A murine model to study vasoreactivity and intravascular flow in lung isograft microvessels.

Intravital microscopy of orthotopic lung tissue is technically demanding, especially for repeated investigations. Therefore, we have established a novel approach, which allows non-invasive repetitive in vivo microscopy of ectopic lung tissue in dorsal skinfold chambers. Syngeneic subpleural peripheral lung tissue and autologous endometrium (control) were transplanted onto the striated muscle within dorsal skinfold chambers of C57BL/6 mice. Grafts were analysed by intravital fluorescence microscopy over 14 days.

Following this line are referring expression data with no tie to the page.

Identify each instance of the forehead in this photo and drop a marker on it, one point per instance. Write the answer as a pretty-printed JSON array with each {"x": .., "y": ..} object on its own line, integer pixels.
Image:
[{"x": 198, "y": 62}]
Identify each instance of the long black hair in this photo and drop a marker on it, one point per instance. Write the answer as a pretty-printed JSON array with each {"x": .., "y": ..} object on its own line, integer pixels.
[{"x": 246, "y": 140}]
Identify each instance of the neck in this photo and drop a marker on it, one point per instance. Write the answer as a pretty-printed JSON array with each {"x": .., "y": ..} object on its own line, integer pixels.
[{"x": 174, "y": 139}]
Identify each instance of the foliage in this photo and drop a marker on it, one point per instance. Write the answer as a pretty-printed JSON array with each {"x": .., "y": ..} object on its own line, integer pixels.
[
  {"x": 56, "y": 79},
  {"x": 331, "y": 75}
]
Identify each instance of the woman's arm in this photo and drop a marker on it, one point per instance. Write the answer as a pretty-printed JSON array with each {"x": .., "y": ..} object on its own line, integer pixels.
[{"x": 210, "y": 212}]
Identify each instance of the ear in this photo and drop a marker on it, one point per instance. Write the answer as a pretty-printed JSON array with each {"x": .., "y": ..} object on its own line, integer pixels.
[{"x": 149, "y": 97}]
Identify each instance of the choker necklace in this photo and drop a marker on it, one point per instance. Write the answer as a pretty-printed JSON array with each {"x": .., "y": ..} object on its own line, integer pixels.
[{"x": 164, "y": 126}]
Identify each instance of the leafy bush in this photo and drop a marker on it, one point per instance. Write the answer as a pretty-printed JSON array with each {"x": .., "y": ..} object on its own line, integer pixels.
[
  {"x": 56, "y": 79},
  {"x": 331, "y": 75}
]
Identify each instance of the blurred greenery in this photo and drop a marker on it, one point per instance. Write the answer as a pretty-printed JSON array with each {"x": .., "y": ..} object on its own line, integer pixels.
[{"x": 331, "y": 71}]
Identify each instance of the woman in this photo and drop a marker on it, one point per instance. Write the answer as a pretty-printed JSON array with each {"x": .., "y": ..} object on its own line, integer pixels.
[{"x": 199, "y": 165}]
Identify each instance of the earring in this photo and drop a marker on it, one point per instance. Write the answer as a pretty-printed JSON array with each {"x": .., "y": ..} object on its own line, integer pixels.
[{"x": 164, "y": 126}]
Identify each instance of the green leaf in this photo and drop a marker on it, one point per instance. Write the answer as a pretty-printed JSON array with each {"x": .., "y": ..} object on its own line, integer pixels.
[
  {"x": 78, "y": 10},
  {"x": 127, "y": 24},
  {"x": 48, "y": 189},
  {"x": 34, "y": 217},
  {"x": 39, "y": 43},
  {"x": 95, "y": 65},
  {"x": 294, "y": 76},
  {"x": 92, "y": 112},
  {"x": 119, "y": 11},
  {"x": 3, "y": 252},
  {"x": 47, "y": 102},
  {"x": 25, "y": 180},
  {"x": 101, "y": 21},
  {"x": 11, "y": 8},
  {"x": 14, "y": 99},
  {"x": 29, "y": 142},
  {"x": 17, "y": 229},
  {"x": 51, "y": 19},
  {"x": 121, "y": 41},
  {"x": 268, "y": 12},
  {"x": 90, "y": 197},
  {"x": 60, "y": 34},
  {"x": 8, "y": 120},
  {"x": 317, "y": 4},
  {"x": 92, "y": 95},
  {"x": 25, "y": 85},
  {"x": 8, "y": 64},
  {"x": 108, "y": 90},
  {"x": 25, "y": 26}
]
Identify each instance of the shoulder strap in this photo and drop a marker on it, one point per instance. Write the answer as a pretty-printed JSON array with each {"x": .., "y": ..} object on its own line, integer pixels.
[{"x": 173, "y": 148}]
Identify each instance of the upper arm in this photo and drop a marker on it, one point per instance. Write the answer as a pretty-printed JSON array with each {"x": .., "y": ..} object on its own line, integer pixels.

Angiogenesis occurred in the grafts on day 3, as indicated by sinusoidal microvessels on the grafts' edges with very slow blood flow, perifocal oedema, and haemorrhage. By day 10, lung transplants were completely revascularized, exhibited a dense network of microvessels with irregular diameters, chaotic angioarchitecture, and high blood flow. Compared to lung tissue, endometrial grafts contained a structured, glomerulus-like vessel architecture with lower blood flow. Despite missing ventilation, hypoxic vasoconstriction of the lung tissue arterioles occurred. In contrast, endometrium tissue arterioles dilated during hypoxia and constricted in hyperoxia. This demonstrates that ectopic lung grafts keep their ability for organ-specific hypoxic vasoconstriction. These findings indicate that our approach is suitable for repetitive in vivo pulmonary microcirculation analyses. The high blood flow and hypoxia-induced vasoconstriction in lung grafts suggest a physiological intrinsic vasoregulation independent of the recipient tissue.